Recognition
2014 AIGA Medal
Born
1951, San Francisco, California
Deceased
2013, Berkeley, California

 

By Michael Vanderbyl
September 15, 2014

Recognized for crafting iconic names, identities and branding strategies that have become an essential part of the American vernacular and for his generosity of spirit.

Michael Patrick Cronan was a big man with a big heart—attributes equaled by his stature as a designer. Like the man himself, Cronan’s work was eloquent, intelligent and deeply human, and his naming of Kindle and TiVo (both the company and their core product), and the identities he created for Amazon Kindle and TiVo, have become an essential part of the American vernacular. As a brand consultant, a role he often played in the latter part of his career, Cronan was persuasive and astute. He had a way with words. But he also possessed an uncanny ability to point clients in the right direction—and their loyalty never wavered.
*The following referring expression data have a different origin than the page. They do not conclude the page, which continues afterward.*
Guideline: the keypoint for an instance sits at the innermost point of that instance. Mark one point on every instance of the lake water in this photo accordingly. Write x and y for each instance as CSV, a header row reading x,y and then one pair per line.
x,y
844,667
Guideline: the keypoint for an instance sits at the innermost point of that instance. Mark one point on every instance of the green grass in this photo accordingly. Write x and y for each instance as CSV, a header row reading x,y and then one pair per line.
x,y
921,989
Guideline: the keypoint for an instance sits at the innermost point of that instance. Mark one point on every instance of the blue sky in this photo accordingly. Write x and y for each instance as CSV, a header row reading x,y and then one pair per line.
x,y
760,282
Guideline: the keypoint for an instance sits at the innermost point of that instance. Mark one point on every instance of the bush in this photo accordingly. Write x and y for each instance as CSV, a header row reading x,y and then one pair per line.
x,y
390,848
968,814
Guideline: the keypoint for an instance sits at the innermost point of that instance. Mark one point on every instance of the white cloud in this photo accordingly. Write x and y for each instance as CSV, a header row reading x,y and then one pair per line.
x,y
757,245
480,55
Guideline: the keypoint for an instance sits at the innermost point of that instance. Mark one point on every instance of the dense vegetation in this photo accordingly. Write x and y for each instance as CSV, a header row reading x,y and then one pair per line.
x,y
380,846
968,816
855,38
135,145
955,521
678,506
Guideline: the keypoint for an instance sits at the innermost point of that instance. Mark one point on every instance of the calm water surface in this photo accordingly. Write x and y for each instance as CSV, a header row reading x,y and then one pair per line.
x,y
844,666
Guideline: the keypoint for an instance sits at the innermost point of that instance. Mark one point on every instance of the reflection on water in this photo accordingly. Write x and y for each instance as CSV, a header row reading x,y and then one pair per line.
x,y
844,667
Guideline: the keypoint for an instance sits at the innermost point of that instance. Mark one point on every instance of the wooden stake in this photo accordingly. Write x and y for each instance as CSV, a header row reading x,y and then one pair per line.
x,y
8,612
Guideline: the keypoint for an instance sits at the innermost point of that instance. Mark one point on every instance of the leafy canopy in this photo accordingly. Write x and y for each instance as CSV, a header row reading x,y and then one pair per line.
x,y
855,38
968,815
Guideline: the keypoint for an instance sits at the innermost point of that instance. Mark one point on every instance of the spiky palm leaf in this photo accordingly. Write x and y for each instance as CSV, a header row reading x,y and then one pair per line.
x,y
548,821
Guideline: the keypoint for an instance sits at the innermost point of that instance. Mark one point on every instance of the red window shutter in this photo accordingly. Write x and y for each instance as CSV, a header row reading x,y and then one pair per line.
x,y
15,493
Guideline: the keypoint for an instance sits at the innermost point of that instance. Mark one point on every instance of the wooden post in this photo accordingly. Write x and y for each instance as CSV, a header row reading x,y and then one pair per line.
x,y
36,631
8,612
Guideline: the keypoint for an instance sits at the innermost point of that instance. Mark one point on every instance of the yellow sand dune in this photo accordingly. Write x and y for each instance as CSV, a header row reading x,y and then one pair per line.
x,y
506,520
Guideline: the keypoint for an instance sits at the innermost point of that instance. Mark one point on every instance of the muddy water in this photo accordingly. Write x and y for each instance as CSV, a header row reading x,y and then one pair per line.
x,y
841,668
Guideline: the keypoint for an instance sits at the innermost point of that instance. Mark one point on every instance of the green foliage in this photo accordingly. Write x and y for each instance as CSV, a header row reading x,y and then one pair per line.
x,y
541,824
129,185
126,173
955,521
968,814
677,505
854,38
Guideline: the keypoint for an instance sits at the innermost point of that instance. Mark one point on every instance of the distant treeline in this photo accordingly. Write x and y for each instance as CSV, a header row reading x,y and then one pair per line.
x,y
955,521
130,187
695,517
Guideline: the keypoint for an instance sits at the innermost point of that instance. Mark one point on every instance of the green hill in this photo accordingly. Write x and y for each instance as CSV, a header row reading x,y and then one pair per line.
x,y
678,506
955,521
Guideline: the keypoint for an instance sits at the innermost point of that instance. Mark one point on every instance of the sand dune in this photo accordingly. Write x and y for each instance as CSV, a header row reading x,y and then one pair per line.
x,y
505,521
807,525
Born in San Francisco in 1951, Cronan grew up in nearby Sacramento, where his discovery of letterpress in a junior high class eventually led to a job creating posters at a local print shop. He received a degree in fine art at California State University, Sacramento, and studied at what is now California College of the Arts (CCA). Cronan first came to national prominence in the 1980s along with a group of fellow San Francisco–based designers nicknamed “The Michaels” (Cronan, Mabry, Manwaring and me), whose “sprightly and colorful” graphics, as described by design historian Steven Heller, came to be known as the Pacific Wave.

NATO Fifty-Year Anniversary stamp
NATO Fifty-Year Anniversary stamp, 1999 Client: U.S. Postal Service; Design firm: Cronan Design; Designer and illustrator: Michael Cronan.
Yes poster, 2000
Yes poster, 2000 Client: Michael Cronan; Design firm: ::CRONAN::; Designer and illustrator: Michael Cronan; Creative director: Karin Hibma.
Amazon Kindle wordmark
Amazon Kindle wordmark, 2006 Client: Amazon; Design firm: ::CRONAN::; Designers and name creators: Michael Cronan, Karin Hibma.

Establishing Michael Patrick Cronan Design with business partner and wife Karin Hibma in 1980, Cronan’s clients over the years have included Apple, Estée Lauder Origins, Levi Strauss & Co., SFMOMA, the U.S. Postal Service and Williams-Sonoma. In 1992 he and Hibma created a line of apparel called Walking Man. (In Design Observer, Michael Bierut wrote that, “Like the designer, the garments were big, warm and comforting.”) The line received I.D. Magazine’s 1992 Consumer Product Gold Award. It is a testament to their longstanding partnership that Cronan and Hibma were recognized jointly on Fast Company’s list of the “100 Most Creative People in Business” in 2009.

Anyone who met Cronan was immediately charmed by his humor and warmth and awed by his limitless energy. Colleagues found his work inspiring and instructive. Clients felt lucky to have him as their ally. He was not only a brilliant designer but also an awe-inspiring human being.

Cronan, recognized for uncommon artistry throughout a nearly 40-year career, had work featured in the 1987 Museo Fortuny exhibition “Pacific Wave, California Graphic Design,” as well as SFMOMA’s very first design exhibition, “In the Public Eye,”in 1993. His work also resides in the permanent collections of the Denver Art Museum, the Library of Congress, SFMOMA, the Smithsonian Institution and the Victoria and Albert Museum in London. Cronan was deeply involved in San Francisco’s design community. He was a founding member and president of AIGA San Francisco, served on the AIGA board from 1991 to 1994 and was named an AIGA Fellow. He taught at CCA for nearly two decades in the 1980s and ’90s.

Widely admired for his virtuosity as a designer and the indelible mark he left on the world of design, Cronan was also known for the peerless example he set as a husband and father. He and Hibma not only worked side by side throughout his career, but raised two sons, Shawn HibmaCronan, a sculptor, and Nick Cronan, an industrial designer, who both carry forward their father’s creative legacy. Later in his life, Cronan even became known for large-scale portrait paintings—his outsize talent always overran boundaries.

Cronan passed away in Berkeley on January 1, 2013, after five years of living with cancer.